The Social History of the Potato is an extraordinary book, like no other, a vast compendium of curious fact and passionately recounted social history that calls to mind an unexpected but completely satisfying fusion of The Anatomy of Melancholy and Fernand Braudel’s Capitalism and Material Life. In its inflammatory humanitarianism, the book may now also stand as a monument to the sensibility of the period of welfare socialism voted in at the end of the Second World War: possibly the only time in the history of Britain (excepting 1649) when the great majority of British people actively demonstrated that they knew what was good for them, that potatoes were not sufficient fare.

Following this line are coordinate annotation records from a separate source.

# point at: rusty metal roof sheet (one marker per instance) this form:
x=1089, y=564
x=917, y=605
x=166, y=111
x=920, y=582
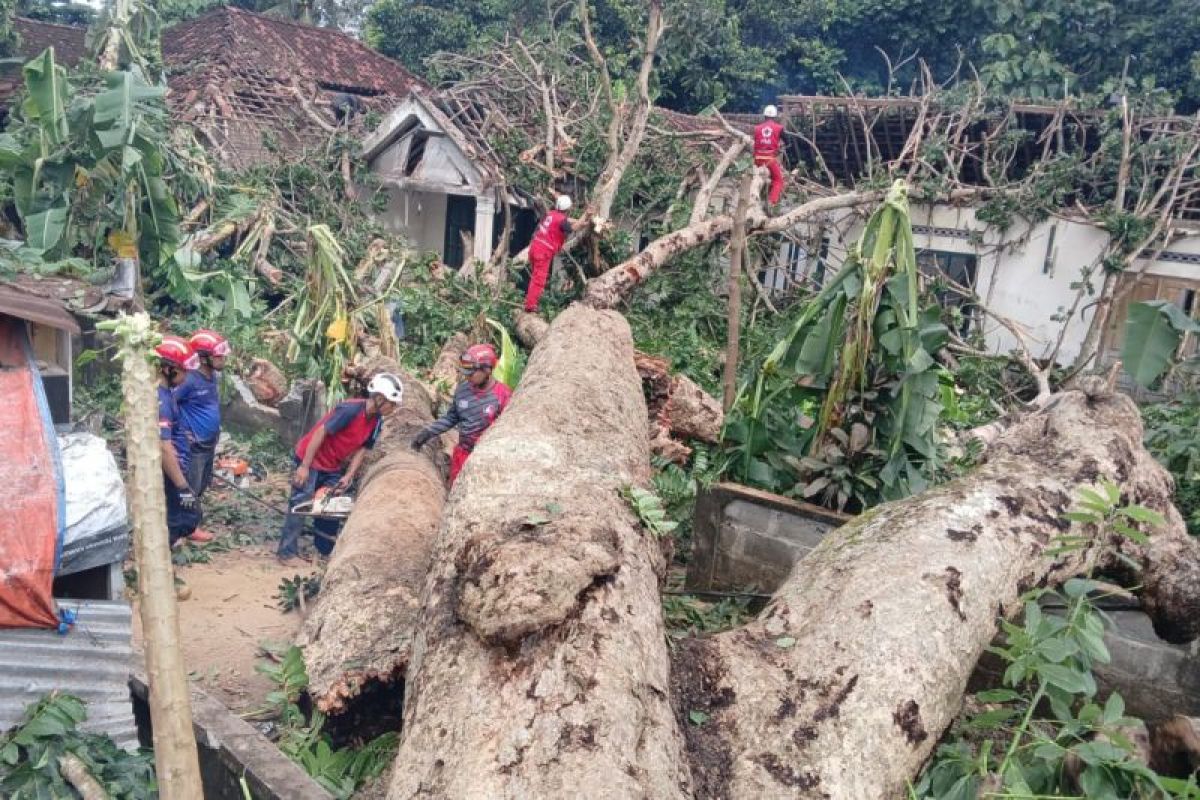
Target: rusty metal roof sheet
x=91, y=662
x=23, y=304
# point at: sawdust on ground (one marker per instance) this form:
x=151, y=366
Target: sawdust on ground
x=231, y=612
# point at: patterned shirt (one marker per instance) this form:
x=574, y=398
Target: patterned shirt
x=473, y=410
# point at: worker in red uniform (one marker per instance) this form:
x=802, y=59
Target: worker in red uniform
x=768, y=136
x=547, y=240
x=477, y=402
x=330, y=456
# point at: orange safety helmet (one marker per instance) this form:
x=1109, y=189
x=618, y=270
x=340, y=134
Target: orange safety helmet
x=178, y=353
x=207, y=342
x=478, y=355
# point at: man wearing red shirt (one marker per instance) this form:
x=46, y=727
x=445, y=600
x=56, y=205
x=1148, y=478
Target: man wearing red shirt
x=477, y=402
x=547, y=240
x=768, y=136
x=330, y=456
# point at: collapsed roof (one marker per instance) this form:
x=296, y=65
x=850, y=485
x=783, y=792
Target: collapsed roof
x=241, y=78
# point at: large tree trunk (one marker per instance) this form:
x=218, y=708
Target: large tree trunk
x=540, y=666
x=843, y=686
x=361, y=627
x=676, y=403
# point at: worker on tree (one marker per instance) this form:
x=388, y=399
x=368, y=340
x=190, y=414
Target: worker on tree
x=547, y=240
x=175, y=359
x=330, y=456
x=199, y=402
x=477, y=402
x=768, y=136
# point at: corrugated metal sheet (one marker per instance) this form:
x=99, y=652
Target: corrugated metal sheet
x=91, y=662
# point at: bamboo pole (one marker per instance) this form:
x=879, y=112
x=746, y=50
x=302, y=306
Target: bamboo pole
x=171, y=711
x=737, y=252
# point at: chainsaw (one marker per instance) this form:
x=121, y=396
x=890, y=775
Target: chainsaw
x=325, y=505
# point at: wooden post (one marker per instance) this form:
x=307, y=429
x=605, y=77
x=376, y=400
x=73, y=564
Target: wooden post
x=171, y=709
x=737, y=252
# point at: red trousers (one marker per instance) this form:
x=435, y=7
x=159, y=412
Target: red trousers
x=777, y=176
x=457, y=458
x=539, y=262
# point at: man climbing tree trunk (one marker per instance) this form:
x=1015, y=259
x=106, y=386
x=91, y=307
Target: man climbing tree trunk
x=361, y=627
x=545, y=600
x=540, y=668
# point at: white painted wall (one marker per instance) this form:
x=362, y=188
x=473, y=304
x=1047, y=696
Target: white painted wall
x=1020, y=276
x=420, y=217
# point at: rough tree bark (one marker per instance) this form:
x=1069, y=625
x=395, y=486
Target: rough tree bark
x=843, y=686
x=539, y=667
x=361, y=626
x=543, y=597
x=677, y=404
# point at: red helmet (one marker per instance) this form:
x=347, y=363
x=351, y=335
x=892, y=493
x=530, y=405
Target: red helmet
x=478, y=355
x=177, y=352
x=207, y=342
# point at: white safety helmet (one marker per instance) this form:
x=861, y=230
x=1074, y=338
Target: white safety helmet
x=388, y=385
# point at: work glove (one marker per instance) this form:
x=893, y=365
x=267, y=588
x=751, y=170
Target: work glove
x=187, y=499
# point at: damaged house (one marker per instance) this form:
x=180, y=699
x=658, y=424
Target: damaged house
x=445, y=187
x=1031, y=270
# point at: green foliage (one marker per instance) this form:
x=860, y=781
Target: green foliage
x=297, y=590
x=1173, y=437
x=1153, y=332
x=735, y=53
x=511, y=364
x=340, y=771
x=1007, y=749
x=688, y=615
x=852, y=391
x=82, y=166
x=30, y=752
x=648, y=507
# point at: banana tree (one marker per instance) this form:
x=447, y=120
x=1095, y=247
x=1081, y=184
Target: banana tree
x=85, y=167
x=852, y=390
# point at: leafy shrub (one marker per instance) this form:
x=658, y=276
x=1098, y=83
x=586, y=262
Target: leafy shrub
x=30, y=753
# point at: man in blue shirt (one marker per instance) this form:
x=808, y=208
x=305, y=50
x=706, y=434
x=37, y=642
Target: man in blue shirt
x=175, y=359
x=199, y=402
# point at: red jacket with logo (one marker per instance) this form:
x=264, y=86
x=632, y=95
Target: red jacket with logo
x=551, y=233
x=768, y=136
x=347, y=428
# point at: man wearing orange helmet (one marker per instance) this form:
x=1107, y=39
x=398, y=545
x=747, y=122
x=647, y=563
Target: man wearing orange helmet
x=199, y=403
x=477, y=402
x=175, y=359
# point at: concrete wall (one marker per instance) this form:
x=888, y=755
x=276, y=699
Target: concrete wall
x=420, y=217
x=745, y=539
x=1025, y=274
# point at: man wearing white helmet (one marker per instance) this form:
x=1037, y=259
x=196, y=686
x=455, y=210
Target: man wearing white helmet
x=547, y=240
x=330, y=455
x=768, y=136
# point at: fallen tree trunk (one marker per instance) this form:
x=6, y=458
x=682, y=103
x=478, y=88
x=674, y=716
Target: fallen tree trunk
x=361, y=627
x=539, y=667
x=676, y=403
x=844, y=685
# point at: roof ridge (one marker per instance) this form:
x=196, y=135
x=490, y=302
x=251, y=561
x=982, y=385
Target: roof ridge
x=42, y=22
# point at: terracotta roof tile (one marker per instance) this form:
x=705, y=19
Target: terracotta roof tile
x=283, y=49
x=66, y=40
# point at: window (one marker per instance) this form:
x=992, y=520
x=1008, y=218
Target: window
x=951, y=276
x=415, y=152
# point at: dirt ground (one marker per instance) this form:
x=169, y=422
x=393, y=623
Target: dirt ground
x=231, y=612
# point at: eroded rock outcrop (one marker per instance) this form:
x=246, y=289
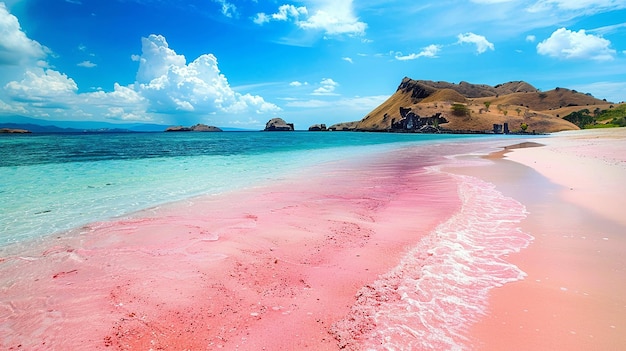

In an article in the current Tatler, Mrs Elizabeth David laments that Salaman did not include recipes: in fact, he includes several. This is one, for the soup served in Epping Workhouse in the last years of the 18th century: ‘4 lbs pickled pork, 6 stones of shins and legs, 6 lbs of skibling (meat waste), 28 lbs of potatoes, 20 lbs of Scotch oatmeal, 21 lbs of salt, 1 lb of whole pepper and ¼ lb of ground pepper, a dozen carrots and a handful of mint, to 56 gallons of water.’ He notes: ‘The Epping soup was designed on more generous lines than was usual in such cases.’